2. Navigate to Computer\HKEY_LOCAL_MACHINE\SYSTEM\CurrentControlSet\Services\RublonAuthProxy.
3. Add a new Multi-String Value (REG_MULTI_SZ) named Environment and add these lines in value data:
SYSTEM_TOKEN=token_value_here
SECRET_KEY=secret_value_here
RADIUS_SECRET=radius_secret_here
ACCESS_USER_PW=access_user_password_here

4. Restart the Rublon Authentication Proxy service.
Setting Environment Variables (Linux)
After the installation of Rublon Authentication Proxy on your Linux machine:
1. Run:
systemctl edit rublon
2. Modify the service file by setting environment variables like this:
[Service]
Environment="SYSTEM_TOKEN=token_value_here"
Environment="SECRET_KEY=secret_value_here"
Environment="RADIUS_SECRET=radius_secret_here"
Environment="ACCESS_USER_PW=access_user_password_here"

3. Save the file and restart the proxy service:
systemctl restart rublon
Updating Environment Variables
Every time you change the environment variables used by the Rublon Authentication Proxy, you must restart the Auth Proxy service to apply the new values. The Auth Proxy reads environment variables at start-up and does not automatically update them later.
Benefits of Setting Secrets in Environment Variables
- No Plaintext Secrets in Config File. The Auth Proxy config file contains environment variable names, not secret values. You do not have to redact anything before sharing the config file with the Rublon Support.

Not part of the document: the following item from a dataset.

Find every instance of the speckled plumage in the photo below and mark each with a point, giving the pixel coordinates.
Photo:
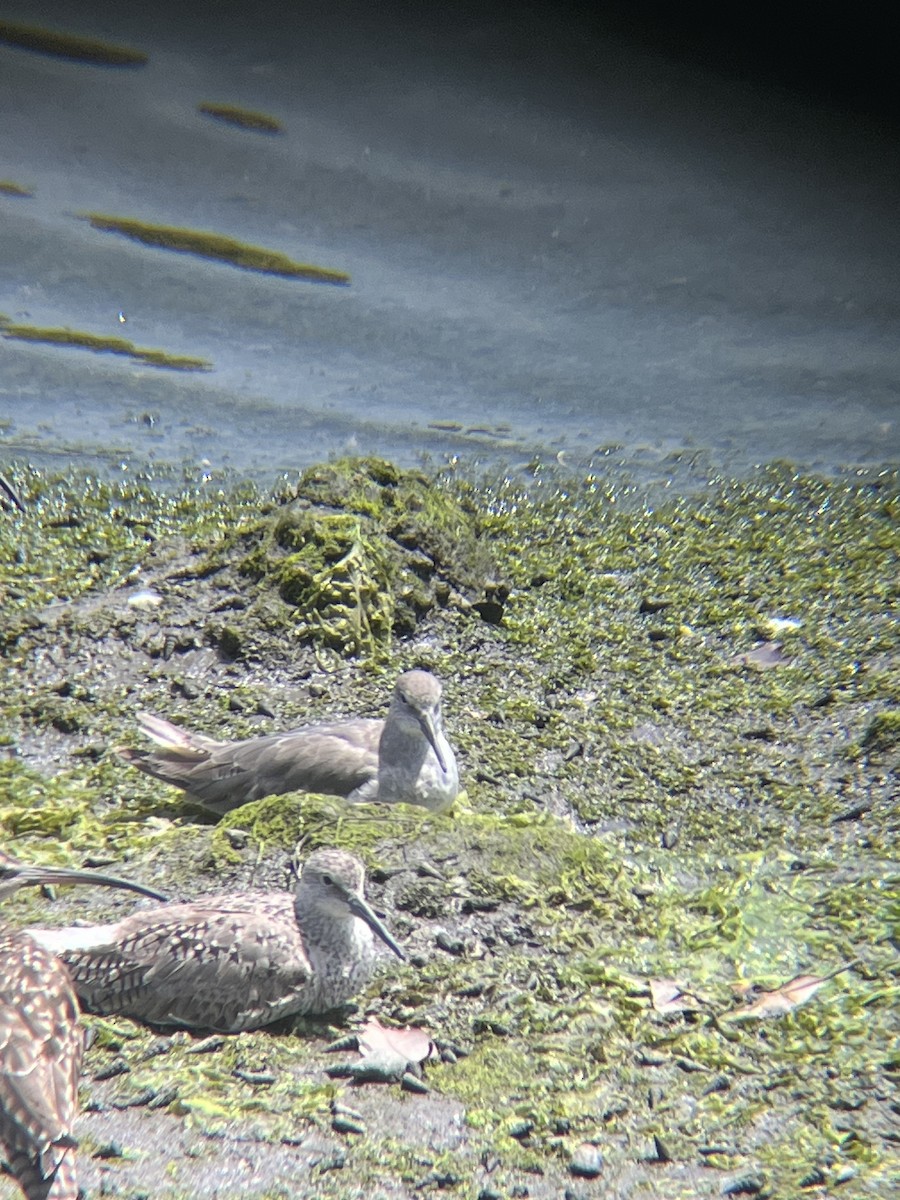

- Simpler Update. Update the environment variables without touching the Auth Proxy config file. Simply restart the proxy after the update.
- Separation of Duties. One admin can manage secret values in environment variables, while another admin can maintain the Auth Proxy config file.
- Works with Standard Tooling. Systemd, Windows Services, containers, and CI/CD all support injecting environment variables.
Summary
Switching secret_source to env keeps sensitive values out of the Auth Proxy config file and loads them from the operating system instead. Define the required environment variables, update the proxy config to reference their names, and restart the proxy service to apply changes. This approach yields cleaner configs and reduces accidental secret exposure in files.